Can you say more about the use case? What problem were you solving? How did it work exactly? Sounds interesting so I'd like to learn more.
Sure.
We were building Reblaze (started 2011), a cloud WAF / DDoS-mitigation platform. Every HTTP request—good, bad, or ugly—had to be stored for offline anomaly-detection and clustering.
Traffic profile
- Baseline: ≈ 15 B requests/day
- Under attack: the same 15 B can arrive in 2-3 hours
Why BigQuery (even in alpha)?It was the only thing that could swallow that firehose and stay query-able minutes later — crucial when you’re under attack and your data source must not melt down.
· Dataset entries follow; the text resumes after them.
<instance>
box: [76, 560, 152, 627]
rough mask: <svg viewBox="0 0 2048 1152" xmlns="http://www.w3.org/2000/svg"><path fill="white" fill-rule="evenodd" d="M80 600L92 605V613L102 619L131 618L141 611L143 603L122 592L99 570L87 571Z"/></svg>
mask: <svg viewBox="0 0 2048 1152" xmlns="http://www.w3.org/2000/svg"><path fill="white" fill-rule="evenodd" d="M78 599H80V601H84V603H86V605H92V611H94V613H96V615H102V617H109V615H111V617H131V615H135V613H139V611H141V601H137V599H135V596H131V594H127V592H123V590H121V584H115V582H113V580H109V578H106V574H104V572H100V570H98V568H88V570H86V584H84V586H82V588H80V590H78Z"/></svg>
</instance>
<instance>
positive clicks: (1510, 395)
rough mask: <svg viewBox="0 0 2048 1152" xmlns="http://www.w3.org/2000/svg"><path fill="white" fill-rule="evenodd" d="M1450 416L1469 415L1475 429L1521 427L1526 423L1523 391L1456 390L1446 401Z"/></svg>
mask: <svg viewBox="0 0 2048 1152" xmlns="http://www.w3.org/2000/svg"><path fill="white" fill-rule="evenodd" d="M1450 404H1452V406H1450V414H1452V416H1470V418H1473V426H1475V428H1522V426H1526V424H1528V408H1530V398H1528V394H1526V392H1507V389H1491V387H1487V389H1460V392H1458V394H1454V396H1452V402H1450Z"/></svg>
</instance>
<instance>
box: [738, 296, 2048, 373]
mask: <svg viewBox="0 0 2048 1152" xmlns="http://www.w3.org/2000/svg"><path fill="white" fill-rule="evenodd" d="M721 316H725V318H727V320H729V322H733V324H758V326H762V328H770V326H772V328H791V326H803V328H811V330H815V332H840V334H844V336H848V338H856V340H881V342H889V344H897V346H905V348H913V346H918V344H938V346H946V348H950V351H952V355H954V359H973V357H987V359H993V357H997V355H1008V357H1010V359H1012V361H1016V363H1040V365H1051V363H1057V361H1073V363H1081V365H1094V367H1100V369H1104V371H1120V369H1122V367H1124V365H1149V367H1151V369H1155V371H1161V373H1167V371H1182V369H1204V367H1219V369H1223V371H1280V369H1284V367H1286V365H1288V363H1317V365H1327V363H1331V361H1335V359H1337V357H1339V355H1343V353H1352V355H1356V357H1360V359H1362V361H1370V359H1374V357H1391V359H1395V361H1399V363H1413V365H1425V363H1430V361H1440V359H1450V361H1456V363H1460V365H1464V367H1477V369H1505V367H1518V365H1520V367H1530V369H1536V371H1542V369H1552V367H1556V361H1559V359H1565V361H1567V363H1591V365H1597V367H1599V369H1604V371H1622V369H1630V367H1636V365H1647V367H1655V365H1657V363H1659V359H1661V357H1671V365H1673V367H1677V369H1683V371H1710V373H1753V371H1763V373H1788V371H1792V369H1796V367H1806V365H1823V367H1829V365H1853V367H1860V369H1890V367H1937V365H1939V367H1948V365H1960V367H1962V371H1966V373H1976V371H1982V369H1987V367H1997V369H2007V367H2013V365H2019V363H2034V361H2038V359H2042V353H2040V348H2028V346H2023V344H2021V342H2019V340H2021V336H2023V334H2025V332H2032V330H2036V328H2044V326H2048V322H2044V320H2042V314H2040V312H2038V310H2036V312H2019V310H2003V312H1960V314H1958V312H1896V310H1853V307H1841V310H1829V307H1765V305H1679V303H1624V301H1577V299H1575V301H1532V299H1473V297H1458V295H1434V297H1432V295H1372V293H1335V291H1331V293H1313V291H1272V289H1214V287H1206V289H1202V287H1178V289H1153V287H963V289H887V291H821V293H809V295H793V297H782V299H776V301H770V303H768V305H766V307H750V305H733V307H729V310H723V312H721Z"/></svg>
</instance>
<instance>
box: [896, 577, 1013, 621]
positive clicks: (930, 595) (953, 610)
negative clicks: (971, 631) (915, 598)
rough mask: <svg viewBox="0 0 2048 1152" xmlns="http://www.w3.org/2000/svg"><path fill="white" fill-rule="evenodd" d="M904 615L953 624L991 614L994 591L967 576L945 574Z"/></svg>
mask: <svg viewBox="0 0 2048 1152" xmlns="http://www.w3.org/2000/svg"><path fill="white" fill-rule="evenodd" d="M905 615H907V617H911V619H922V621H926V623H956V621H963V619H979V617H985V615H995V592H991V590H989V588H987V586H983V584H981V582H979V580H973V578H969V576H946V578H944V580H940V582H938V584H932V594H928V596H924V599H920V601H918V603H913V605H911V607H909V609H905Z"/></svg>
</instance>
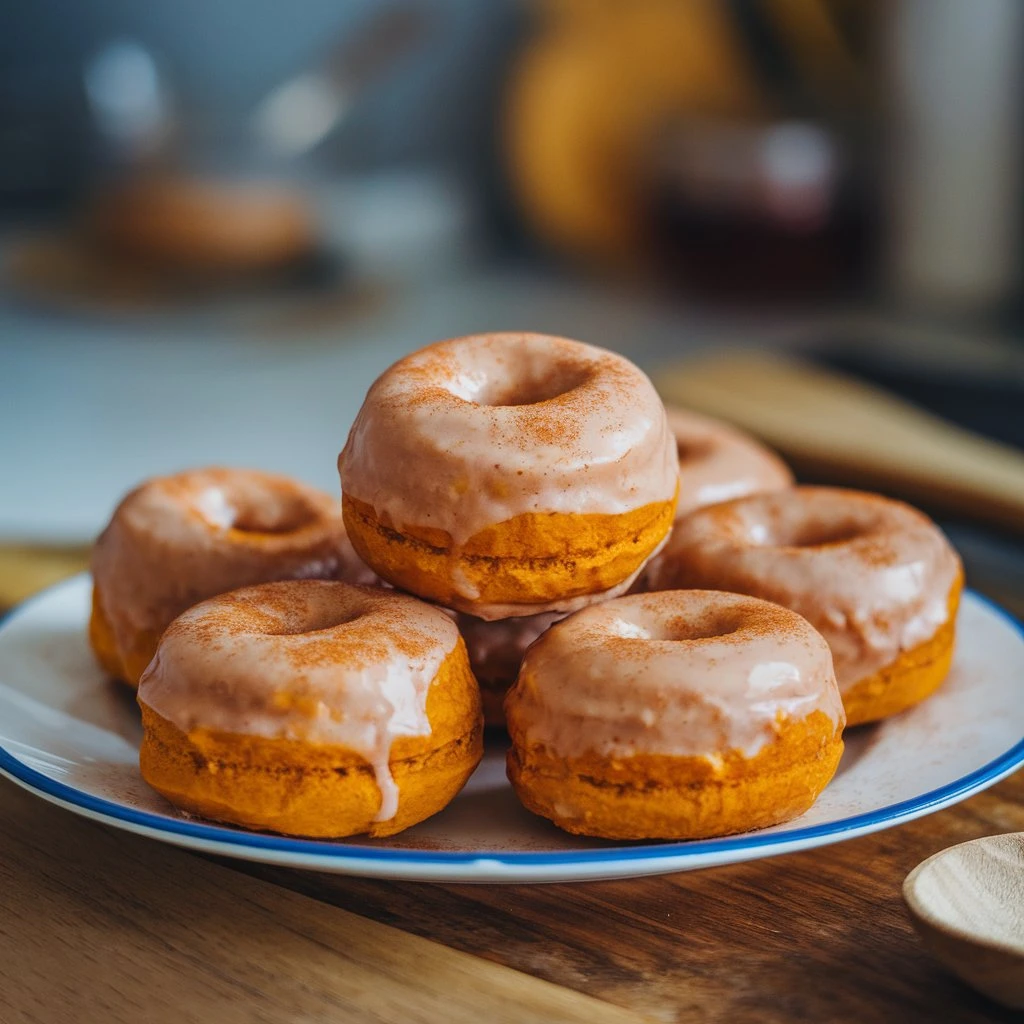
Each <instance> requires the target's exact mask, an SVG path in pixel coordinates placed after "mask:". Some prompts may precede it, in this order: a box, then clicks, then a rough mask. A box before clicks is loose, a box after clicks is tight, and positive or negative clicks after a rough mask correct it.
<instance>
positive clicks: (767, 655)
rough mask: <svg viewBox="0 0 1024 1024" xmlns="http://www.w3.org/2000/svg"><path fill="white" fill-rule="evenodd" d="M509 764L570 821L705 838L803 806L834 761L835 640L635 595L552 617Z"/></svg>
mask: <svg viewBox="0 0 1024 1024" xmlns="http://www.w3.org/2000/svg"><path fill="white" fill-rule="evenodd" d="M505 714H506V718H507V720H508V729H509V734H510V735H511V737H512V748H511V750H510V751H509V754H508V774H509V778H510V780H511V781H512V785H513V786H514V787H515V791H516V793H517V794H518V796H519V799H520V800H521V801H522V803H523V804H524V805H525V806H526V807H527V808H528V809H529V810H530V811H532V812H534V813H535V814H540V815H542V816H543V817H546V818H549V819H550V820H552V821H553V822H554V823H555V824H556V825H558V826H559V827H560V828H564V829H565V830H566V831H570V833H578V834H580V835H584V836H596V837H601V838H605V839H617V840H640V839H699V838H702V837H710V836H724V835H728V834H730V833H737V831H746V830H749V829H751V828H763V827H765V826H767V825H772V824H777V823H778V822H780V821H786V820H788V819H790V818H793V817H795V816H796V815H798V814H802V813H803V812H804V811H806V810H807V809H808V808H809V807H810V806H811V804H813V803H814V801H815V800H816V799H817V797H818V794H819V793H820V792H821V791H822V790H823V788H824V786H825V785H826V784H827V782H828V780H829V779H830V778H831V776H833V774H834V773H835V771H836V768H837V766H838V765H839V760H840V757H841V755H842V753H843V738H842V732H843V724H844V717H843V705H842V700H841V699H840V695H839V689H838V687H837V685H836V677H835V675H834V673H833V667H831V655H830V654H829V652H828V646H827V644H826V643H825V641H824V640H823V639H822V637H821V636H820V635H819V634H818V633H817V632H815V630H814V629H813V627H812V626H811V625H810V624H809V623H808V622H806V620H804V618H802V617H801V616H800V615H798V614H796V612H793V611H788V610H787V609H785V608H782V607H779V606H778V605H775V604H770V603H768V602H767V601H760V600H758V599H757V598H752V597H743V596H739V595H736V594H723V593H718V592H711V591H670V592H665V593H659V594H637V595H633V596H630V597H622V598H617V599H615V600H612V601H608V602H606V603H605V604H600V605H595V606H593V607H590V608H586V609H584V610H583V611H579V612H577V613H575V614H574V615H569V616H568V617H567V618H565V620H563V621H562V622H560V623H556V624H555V625H554V626H552V627H551V628H550V629H549V630H548V631H547V632H546V633H545V634H544V635H543V636H542V637H541V638H540V639H539V640H538V641H537V642H536V643H535V644H534V645H532V646H531V647H530V648H529V650H528V651H527V652H526V656H525V658H524V659H523V664H522V668H521V669H520V671H519V678H518V679H517V681H516V683H515V686H513V687H512V689H511V690H510V691H509V695H508V697H507V698H506V701H505Z"/></svg>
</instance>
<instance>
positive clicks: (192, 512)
mask: <svg viewBox="0 0 1024 1024" xmlns="http://www.w3.org/2000/svg"><path fill="white" fill-rule="evenodd" d="M367 571H368V570H367V569H366V566H364V565H362V563H361V562H360V561H359V559H358V558H357V557H356V555H355V552H354V551H353V550H352V547H351V545H350V544H349V543H348V540H347V538H346V537H345V527H344V523H343V522H342V518H341V507H340V502H339V501H338V500H337V499H334V498H332V497H330V496H329V495H326V494H324V493H322V492H319V490H315V489H313V488H312V487H307V486H305V485H304V484H301V483H298V482H297V481H294V480H291V479H289V478H287V477H283V476H275V475H272V474H269V473H259V472H255V471H252V470H242V469H198V470H190V471H187V472H183V473H177V474H175V475H173V476H164V477H157V478H155V479H152V480H148V481H147V482H145V483H143V484H141V485H140V486H139V487H136V488H135V489H134V490H133V492H131V494H129V495H128V496H127V497H126V498H125V499H124V500H123V501H122V502H121V504H120V505H119V506H118V509H117V511H116V512H115V513H114V516H113V518H112V520H111V522H110V524H109V525H108V527H106V528H105V529H104V530H103V532H102V534H101V535H100V537H99V539H98V541H97V542H96V547H95V549H94V551H93V556H92V575H93V580H94V582H95V584H96V587H97V593H98V596H99V600H100V601H101V604H102V610H103V614H104V615H105V617H106V621H108V622H109V623H110V625H111V628H112V630H113V632H114V636H115V639H116V640H117V641H118V643H119V645H120V646H121V647H122V648H126V647H130V646H131V643H132V638H133V636H134V635H136V634H138V633H140V632H146V633H157V634H159V633H160V632H162V631H163V629H164V628H165V627H166V626H167V625H168V623H170V621H171V620H172V618H173V617H174V616H175V615H177V614H179V613H180V612H181V611H183V610H184V609H185V608H187V607H189V606H190V605H193V604H195V603H197V602H198V601H201V600H203V599H204V598H207V597H211V596H213V595H214V594H220V593H223V592H224V591H228V590H233V589H234V588H237V587H245V586H250V585H252V584H256V583H263V582H266V581H270V580H285V579H305V578H325V579H326V578H332V577H335V575H343V577H348V575H349V574H351V575H352V577H353V578H358V577H359V575H361V574H362V573H365V572H367Z"/></svg>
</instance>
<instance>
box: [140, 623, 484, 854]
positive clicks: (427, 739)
mask: <svg viewBox="0 0 1024 1024" xmlns="http://www.w3.org/2000/svg"><path fill="white" fill-rule="evenodd" d="M141 709H142V726H143V729H144V737H143V740H142V746H141V750H140V752H139V766H140V768H141V771H142V777H143V778H144V779H145V781H146V782H148V784H150V785H152V786H153V787H154V788H155V790H156V791H157V792H158V793H160V794H161V795H162V796H164V797H166V798H167V800H169V801H170V802H171V803H172V804H174V805H175V806H176V807H179V808H181V809H183V810H185V811H188V812H189V813H191V814H197V815H200V816H202V817H205V818H212V819H213V820H216V821H226V822H229V823H231V824H237V825H242V826H244V827H246V828H256V829H261V830H266V831H275V833H283V834H285V835H290V836H304V837H309V838H319V839H328V838H338V837H342V836H356V835H367V836H393V835H395V833H399V831H401V830H402V829H404V828H409V827H410V826H411V825H414V824H416V823H417V822H419V821H423V820H424V819H425V818H428V817H430V815H432V814H436V813H437V812H438V811H440V810H441V809H442V808H443V807H445V806H446V805H447V804H449V803H450V802H451V801H452V799H453V798H454V797H455V796H456V795H457V794H458V793H459V791H460V790H461V788H462V787H463V786H464V785H465V784H466V780H467V779H468V778H469V776H470V775H471V774H472V773H473V769H474V768H476V766H477V764H478V763H479V761H480V758H481V757H482V755H483V741H482V734H483V723H482V716H481V713H480V697H479V691H478V688H477V686H476V681H475V680H474V679H473V676H472V673H471V672H470V669H469V662H468V658H467V656H466V650H465V647H464V646H463V645H462V644H461V643H460V644H459V646H458V647H457V648H456V650H455V651H453V653H452V654H450V655H449V656H447V658H446V659H445V660H444V663H443V664H442V666H441V668H440V670H439V671H438V673H437V676H436V677H435V678H434V680H433V682H432V683H431V686H430V690H429V693H428V695H427V716H428V718H429V720H430V723H431V729H432V731H431V733H430V735H429V736H402V737H399V738H397V739H396V740H395V741H394V743H393V745H392V748H391V758H390V770H391V775H392V777H393V779H394V782H395V784H396V785H397V786H398V793H399V797H398V810H397V813H396V814H395V816H394V817H393V818H391V819H390V820H388V821H376V820H374V818H375V815H376V814H377V812H378V810H379V809H380V806H381V794H380V790H379V787H378V785H377V780H376V778H375V775H374V771H373V768H372V767H371V765H370V764H369V763H368V762H367V761H366V759H364V758H362V757H361V756H360V755H358V754H356V753H355V752H353V751H350V750H347V749H345V748H341V746H330V745H323V744H313V743H308V742H303V741H301V740H295V739H271V738H265V737H262V736H247V735H240V734H233V733H226V732H214V731H211V730H206V729H197V730H194V731H193V732H189V733H188V734H185V733H184V732H182V731H181V730H180V729H179V728H178V727H177V726H176V725H174V724H172V723H171V722H169V721H167V720H166V719H164V718H162V717H161V716H160V715H158V714H157V713H156V712H155V711H153V709H151V708H148V707H146V706H145V705H144V703H142V705H141Z"/></svg>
Pipeline (all shell + cron)
Edge nodes → write JSON logs locally and a local cron push to Cloud Storage
Tiny VM with a cron loop
- Scans `pending/`, composes many small blobs into one “max-size” blob in `processing/`.
- Executes `bq load …` into the customer’s isolated dataset.
- On success, moves the blob to `done/`; on failure, drops it back to `pending/`.
Downstream ML/alerting* pulls straight from BigQueryThat handful of `gsutil`, `bq`, and `mv` commands moved multiple petabytes a week without losing a byte. Later pipelines—Dataflow, Logstash, etc.—never matched its throughput or reliability.